The EU has already provided Zlotys 8m in co-financing under the Connecting Europe Facility (CEF) for preparatory work on part of the Katowice - Ostrava line, and in June announced it would provide Zlotys 108m through CEF’s Reflow instrument. This includes Zlotys 59.4m for the design of the Lódz tunnel, and Zlotys 49.5m to undertake studies for the Warsaw - Poznan line. This is the biggest subsidy won by an individual entity in European Union under the additional CEF 2021 call.

“We have won the competition between many, many companies which were trying to get money from the commission,” Kantak says. “It was a great pleasure that our project was chosen as one of the best in Europe. This project is seen as important for the whole European network.”

The Warsaw - Lódz - Wroclaw/Poznan line will form part of the TEN-T network, with the Lódz - Wroclaw line connecting with the planned high-speed network in the Czech Republic to provide a direct high-speed service between Warsaw and Prague.

“We have won the competition between many, many companies which were trying to get money from the commission.”

Radoslaw Kantak

While STH is in discussions with the Czech Republic over the construction of the two networks to ensure the interconnected lines are built at the same pace, the international cooperation behind the development of the network goes even further. The Polish government has signed cooperation agreements with the British, French and Spanish governments to support construction of the lines. Korea is also aiding the development of the airport element of the STH. STH has been participating in EU-funded workshops with French National Railways (SNCF) since last year, and is due to meet with Spanish companies in mid-September.

As Poland’s first truly high-speed railway, the country has also worked with other European countries including Germany, France, Spain and Italy to produce Polish-specific high-speed regulations.
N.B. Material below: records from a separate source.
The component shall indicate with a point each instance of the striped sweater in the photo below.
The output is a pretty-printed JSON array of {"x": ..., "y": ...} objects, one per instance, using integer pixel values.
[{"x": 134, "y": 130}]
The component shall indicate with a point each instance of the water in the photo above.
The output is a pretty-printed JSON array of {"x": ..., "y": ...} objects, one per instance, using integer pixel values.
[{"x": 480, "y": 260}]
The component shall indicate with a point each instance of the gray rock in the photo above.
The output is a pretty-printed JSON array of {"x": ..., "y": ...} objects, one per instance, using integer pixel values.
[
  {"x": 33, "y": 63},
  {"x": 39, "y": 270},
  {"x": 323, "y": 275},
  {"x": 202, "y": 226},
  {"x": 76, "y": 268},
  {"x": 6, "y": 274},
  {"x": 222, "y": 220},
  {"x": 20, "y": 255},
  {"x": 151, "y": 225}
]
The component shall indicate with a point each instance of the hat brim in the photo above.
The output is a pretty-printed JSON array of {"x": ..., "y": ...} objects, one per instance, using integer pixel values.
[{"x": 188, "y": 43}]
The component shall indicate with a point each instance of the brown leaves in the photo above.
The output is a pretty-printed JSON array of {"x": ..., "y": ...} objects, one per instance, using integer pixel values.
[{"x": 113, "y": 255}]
STH is also learning from the experiences gained during the ill-fated construction of Berlin’s Brandenburg airport, which finally opened in October 2020 nine years behind schedule and massively over budget.
Kantak says he sees the entire project as one big challenge, and one he is glad to be a part of. He expects the biggest challenge to be managing the various major investments that are included in the project, including the railway lines as well as the airport terminal and station.

“We have to look closely at how the schedules will be planned,” he says. “Looking also at the bad experience in Berlin, we’ve already had a couple of meetings with some specialists who are involved in construction there, so we do not make the same mistakes as the investor of the Berlin Airport made.”

Another issue that requires close management and attention is the availability of skilled consultants and contractors as the country pushes several major infrastructure projects. PKP PLK already has plans to undertake work worth a few billion Zlotys, while GDDKiA has around Zlotys 130bn in work planned. With STH now the third major company implementing a landmark infrastructure programme in the country, careful coordination is necessary to identify and allocate the available skills to deliver each of the projects.